Are Diffusion Models Really Superior to GANs on Image Super Resolution?

Last Updated on September 27, 2024 by Editorial Team

Author(s): Valerii Startsev

Originally published on Towards AI.

Introduction

For over half a decade (2014–2020), generative adversarial networks (GANs) dominated generative modeling, including image super-resolution (ISR).

The introduced adversarial training framework (involving a competing generator and discriminator network) excelled at generating high-resolution images from low-resolution counterparts by optimizing for perceptual quality.

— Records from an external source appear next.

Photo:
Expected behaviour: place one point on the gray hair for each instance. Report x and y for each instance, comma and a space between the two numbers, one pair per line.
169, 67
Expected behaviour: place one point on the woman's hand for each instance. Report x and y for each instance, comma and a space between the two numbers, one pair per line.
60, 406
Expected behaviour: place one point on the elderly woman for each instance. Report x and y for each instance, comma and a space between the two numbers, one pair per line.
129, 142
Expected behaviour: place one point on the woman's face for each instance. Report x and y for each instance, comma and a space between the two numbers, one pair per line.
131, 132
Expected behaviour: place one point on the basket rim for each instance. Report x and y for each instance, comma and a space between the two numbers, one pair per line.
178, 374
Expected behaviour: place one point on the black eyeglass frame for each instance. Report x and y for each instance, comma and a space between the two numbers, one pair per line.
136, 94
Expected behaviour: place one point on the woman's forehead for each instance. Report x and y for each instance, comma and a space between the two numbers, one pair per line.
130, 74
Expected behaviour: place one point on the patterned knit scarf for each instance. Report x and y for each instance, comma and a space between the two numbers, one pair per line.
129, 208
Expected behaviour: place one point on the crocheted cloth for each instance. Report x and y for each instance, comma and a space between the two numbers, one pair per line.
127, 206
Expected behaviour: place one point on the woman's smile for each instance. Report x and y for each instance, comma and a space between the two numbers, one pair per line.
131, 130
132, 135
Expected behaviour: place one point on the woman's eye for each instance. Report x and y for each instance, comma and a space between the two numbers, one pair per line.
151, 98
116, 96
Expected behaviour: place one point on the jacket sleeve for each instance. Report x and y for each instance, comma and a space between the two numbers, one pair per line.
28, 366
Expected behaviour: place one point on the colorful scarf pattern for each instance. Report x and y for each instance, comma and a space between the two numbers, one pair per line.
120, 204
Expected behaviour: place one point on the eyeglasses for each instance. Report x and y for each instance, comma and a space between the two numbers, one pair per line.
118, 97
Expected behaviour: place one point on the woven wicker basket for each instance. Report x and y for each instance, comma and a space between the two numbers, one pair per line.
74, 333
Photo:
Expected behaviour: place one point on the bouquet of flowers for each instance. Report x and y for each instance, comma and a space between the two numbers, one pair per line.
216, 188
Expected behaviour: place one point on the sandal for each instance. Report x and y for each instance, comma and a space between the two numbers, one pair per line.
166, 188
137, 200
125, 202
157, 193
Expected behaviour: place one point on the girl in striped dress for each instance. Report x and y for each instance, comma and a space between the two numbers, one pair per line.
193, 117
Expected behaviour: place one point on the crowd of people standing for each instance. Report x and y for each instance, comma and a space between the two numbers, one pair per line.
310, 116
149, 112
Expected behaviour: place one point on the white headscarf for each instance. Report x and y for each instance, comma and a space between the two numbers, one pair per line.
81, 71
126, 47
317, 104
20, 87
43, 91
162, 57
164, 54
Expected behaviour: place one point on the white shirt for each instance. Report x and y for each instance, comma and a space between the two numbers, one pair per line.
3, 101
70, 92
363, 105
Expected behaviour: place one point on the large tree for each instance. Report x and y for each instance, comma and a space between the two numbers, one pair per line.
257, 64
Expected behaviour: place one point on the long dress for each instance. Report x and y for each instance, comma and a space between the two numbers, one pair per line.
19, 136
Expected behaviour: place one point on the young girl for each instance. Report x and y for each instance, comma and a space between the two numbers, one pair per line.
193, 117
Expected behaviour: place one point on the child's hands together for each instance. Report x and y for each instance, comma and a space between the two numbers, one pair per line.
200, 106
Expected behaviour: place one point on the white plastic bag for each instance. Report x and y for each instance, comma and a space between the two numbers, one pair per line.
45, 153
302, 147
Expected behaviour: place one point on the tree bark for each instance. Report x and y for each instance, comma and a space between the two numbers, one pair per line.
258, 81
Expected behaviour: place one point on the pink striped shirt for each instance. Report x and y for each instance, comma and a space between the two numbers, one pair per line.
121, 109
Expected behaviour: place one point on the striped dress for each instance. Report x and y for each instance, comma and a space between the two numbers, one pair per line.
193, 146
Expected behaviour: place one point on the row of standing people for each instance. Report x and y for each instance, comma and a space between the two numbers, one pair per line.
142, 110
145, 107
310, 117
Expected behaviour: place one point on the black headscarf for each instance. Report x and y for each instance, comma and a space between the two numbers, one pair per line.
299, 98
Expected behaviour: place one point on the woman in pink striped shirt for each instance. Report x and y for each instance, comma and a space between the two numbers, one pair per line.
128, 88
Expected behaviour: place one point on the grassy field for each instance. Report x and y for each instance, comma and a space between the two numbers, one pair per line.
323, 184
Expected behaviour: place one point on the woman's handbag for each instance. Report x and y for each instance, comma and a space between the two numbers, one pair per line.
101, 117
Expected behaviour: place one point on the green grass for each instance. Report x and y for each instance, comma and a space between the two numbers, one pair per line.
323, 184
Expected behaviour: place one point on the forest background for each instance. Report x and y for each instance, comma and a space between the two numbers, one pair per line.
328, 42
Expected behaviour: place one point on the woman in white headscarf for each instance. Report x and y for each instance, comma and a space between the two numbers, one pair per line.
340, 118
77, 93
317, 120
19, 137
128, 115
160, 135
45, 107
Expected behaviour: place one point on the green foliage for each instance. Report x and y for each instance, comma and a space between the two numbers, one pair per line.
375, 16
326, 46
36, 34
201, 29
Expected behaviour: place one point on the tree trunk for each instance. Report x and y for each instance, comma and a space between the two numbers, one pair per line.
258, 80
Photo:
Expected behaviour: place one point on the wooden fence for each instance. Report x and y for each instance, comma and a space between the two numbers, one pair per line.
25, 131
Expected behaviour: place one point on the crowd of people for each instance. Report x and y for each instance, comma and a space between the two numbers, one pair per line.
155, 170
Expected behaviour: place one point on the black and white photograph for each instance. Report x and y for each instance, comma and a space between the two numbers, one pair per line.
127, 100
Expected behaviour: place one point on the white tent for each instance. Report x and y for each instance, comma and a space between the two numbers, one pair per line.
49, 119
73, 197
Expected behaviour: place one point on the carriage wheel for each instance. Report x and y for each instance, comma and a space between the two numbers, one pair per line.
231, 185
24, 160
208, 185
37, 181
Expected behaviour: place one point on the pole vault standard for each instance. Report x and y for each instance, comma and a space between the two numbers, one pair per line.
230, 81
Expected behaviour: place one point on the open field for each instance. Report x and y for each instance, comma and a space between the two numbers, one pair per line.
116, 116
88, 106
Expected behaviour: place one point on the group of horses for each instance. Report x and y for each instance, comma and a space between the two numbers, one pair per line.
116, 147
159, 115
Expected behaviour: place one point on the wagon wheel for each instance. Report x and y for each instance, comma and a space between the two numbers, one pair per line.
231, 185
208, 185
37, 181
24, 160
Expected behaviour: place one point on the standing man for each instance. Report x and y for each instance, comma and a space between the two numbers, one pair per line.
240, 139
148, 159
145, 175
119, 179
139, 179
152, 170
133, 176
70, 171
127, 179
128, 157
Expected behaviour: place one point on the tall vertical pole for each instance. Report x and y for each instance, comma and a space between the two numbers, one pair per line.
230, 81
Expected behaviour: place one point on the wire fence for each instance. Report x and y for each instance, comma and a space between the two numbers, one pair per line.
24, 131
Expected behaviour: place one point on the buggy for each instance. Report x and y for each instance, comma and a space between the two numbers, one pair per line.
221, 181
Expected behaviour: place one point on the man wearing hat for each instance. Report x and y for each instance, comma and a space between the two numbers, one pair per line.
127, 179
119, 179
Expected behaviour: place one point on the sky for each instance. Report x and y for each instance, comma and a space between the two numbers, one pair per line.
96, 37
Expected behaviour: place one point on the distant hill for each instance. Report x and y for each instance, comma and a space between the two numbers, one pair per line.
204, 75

A simple GAN architecture (Image by Valerii Startsev)

However, their dominance started to fade in mid-2020 when denoising diffusion models (DDMs) began gaining traction due to their ability to provide a robust framework for image generation while also being capable of multi-modal data distributions — which GANs struggled with.

Moreover, by early 2021, diffusion models had become a dominant source of state-of-the-art methods in generative modeling, including ISR ([a] [b] [c]).

For instance, a comparison of GANs and diffusion models on two low-resolution images is depicted below, and more such results can be found in the literature.

A comparison of GANs and diffusion model on two low-resolution images (Source: SRDiff paper)

While most studies indeed present diffusion models as the new gold standard in generative modeling (particularly for ISR), it’s essential to scrutinize these claims closely.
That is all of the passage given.